Among these women is a landlord named Anna, and two girls named Pearl and Bertha. In her letter Amelia mentions her friends Pearl and Bertha, but does not include last names. However, after weeks of searching, I cannot find one other occurrence of an Anna, Pearl, and Bertha living together in the 1900 census for Clermont County or Hamilton County. Secondary sources further confirm that Longworth Street was known as a red light district in 1900.
Longworth Street in the census, 1900, Courtesy of Ancestry.com
Why, over a hundred years later, was Amelia’s letter still in Clermont County? I suspect that the squire she hired to carry her letter never successfully made his delivery.
So why is Amelia so hard to track down? And if we can’t say much for certain about this letter, why would the Ohio History Connection bother preserving it?
Certain groups of people are just harder to trace in historic records. This includes people like Amelia. Amelia was frequently moving between two cities, was likely very poor, and lost ties to her family. All of these things make it less likely that Amelia will appear in the records that we have come to rely on to trace past individuals.
For example, Amelia does not appear in the 1900 census. She wrote this letter in 1901, so we know she existed in 1900. But what if she was traveling between Clermont County and Cincinnati when the census taker came? What if she was already working at Miss Anna’s, but she was out at the store when the census taker arrived? She didn’t have parents around who would have reported her information anyways.
Aside from basic government records, individuals of a lower social class such as Amelia also appear much less often in archives. Because Amelia moved around so often, she wasn’t going to save a lot of family heirlooms (especially considering she was an orphan and her family heirlooms were likely scattered anyways). Amelia likely did not have the money to have pictures taken of her and her son Ralph. Maybe Ralph was embarrassed of his mother’s livelihood and threw away any traces of Miss Anna. Or, more likely, he was also moving around often to find work and did not have the space to store mementos of his mother.

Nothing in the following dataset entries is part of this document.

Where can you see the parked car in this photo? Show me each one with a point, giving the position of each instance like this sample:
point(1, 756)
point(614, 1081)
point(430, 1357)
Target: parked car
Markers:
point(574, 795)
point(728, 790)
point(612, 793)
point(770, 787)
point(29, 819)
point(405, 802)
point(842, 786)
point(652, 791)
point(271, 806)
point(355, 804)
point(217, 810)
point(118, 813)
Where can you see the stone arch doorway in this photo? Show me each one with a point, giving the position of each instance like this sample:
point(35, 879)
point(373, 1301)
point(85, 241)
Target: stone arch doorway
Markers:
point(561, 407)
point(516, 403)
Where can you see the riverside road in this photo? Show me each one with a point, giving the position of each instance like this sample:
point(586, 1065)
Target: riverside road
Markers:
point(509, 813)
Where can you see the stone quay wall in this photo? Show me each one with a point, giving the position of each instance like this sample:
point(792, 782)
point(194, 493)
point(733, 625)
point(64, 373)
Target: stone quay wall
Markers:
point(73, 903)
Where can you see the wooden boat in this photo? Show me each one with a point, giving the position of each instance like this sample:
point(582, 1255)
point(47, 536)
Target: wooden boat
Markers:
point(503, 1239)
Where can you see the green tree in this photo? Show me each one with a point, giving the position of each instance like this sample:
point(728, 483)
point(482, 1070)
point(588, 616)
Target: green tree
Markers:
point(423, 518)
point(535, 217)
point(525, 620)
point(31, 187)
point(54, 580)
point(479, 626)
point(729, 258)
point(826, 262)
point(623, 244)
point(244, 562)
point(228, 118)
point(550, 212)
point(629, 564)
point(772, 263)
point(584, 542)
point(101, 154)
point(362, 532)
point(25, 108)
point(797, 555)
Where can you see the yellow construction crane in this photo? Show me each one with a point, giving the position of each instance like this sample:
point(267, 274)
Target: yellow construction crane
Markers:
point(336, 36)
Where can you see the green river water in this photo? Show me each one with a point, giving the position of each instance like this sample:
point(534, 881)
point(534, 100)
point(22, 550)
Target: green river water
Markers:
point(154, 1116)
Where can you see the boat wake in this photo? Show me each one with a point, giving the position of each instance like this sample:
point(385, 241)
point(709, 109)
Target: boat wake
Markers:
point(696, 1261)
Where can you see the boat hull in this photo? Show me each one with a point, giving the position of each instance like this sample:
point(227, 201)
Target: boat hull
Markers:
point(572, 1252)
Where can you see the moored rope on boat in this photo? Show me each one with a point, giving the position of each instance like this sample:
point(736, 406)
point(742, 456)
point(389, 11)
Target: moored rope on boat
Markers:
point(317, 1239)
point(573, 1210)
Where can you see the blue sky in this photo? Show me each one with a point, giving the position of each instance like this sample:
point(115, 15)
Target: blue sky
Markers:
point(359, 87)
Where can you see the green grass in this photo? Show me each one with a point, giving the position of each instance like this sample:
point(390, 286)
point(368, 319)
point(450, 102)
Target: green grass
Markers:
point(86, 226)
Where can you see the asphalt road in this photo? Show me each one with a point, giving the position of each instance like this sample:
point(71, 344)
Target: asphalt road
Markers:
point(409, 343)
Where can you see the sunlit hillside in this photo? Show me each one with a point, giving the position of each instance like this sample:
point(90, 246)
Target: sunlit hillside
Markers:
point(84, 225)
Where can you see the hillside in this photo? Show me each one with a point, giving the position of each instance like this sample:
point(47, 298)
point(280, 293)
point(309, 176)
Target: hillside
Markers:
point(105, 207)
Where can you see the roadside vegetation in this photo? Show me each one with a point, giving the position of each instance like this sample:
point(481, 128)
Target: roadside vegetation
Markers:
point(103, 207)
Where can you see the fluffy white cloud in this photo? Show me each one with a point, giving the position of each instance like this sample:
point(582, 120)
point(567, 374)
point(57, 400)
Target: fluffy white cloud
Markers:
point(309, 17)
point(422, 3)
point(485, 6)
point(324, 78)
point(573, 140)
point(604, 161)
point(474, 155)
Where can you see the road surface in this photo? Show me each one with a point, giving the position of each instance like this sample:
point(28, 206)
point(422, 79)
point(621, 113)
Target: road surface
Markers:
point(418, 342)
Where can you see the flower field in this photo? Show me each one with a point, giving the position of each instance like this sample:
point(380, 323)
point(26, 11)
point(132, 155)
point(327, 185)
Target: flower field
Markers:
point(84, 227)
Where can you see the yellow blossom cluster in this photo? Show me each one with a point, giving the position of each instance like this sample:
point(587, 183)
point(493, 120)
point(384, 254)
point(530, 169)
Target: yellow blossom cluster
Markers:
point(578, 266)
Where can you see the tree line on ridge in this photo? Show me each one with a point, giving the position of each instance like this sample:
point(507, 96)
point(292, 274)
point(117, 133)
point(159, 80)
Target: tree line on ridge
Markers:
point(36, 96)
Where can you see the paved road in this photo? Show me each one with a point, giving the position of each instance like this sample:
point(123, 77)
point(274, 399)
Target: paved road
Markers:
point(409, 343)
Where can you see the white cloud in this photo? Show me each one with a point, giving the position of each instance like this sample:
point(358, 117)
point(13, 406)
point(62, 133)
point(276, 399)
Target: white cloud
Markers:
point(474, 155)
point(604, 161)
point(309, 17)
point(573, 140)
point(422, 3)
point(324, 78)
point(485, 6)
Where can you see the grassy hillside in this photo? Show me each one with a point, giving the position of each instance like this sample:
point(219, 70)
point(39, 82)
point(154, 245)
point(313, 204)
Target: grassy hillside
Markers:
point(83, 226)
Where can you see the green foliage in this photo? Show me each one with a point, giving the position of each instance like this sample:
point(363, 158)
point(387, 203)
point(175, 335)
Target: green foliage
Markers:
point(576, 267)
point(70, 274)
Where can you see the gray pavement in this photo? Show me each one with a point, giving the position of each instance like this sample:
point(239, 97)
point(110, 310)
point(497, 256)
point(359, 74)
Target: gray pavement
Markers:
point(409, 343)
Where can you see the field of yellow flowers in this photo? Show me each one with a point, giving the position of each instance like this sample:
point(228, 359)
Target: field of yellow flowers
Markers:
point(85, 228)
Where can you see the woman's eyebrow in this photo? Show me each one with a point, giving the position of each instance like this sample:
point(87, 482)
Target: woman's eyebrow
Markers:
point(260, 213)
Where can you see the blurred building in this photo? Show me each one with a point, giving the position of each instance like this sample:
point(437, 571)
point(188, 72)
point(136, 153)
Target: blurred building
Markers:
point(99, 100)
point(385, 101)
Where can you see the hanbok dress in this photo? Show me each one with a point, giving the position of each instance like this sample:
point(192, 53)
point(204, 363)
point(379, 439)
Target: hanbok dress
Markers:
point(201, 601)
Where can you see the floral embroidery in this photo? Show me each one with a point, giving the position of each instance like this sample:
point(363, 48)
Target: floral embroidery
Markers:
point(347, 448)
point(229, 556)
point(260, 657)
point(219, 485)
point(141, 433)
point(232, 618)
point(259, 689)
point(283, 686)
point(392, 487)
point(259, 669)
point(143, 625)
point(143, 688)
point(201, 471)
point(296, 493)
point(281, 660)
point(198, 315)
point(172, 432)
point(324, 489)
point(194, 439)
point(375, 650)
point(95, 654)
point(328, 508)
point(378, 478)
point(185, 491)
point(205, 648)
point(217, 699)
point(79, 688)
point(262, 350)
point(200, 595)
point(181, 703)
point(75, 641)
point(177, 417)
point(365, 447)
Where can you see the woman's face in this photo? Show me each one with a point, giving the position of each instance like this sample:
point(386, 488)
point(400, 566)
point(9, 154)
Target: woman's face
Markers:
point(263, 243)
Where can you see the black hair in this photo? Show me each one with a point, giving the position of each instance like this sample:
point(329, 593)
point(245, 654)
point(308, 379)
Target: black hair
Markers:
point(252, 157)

In addition, many individuals were barred from creating the types of items that can be preserved. For example, many enslaved Africans in the United States were not given any opportunity to learn to read or write. Even if they managed to get ahold of some writing utensils, there was no way to record and preserve their thoughts on paper.
So letters like Amelia’s are rare. While we cannot pin down an exact timeline of Amelia’s experiences, the fact that she created a tangible item that we can preserve is very important. To better understand the experiences of people from the past, we need to give them a chance to speak in their own words. Words like Amelia’s are unusual. We need to preserve them at any chance we get.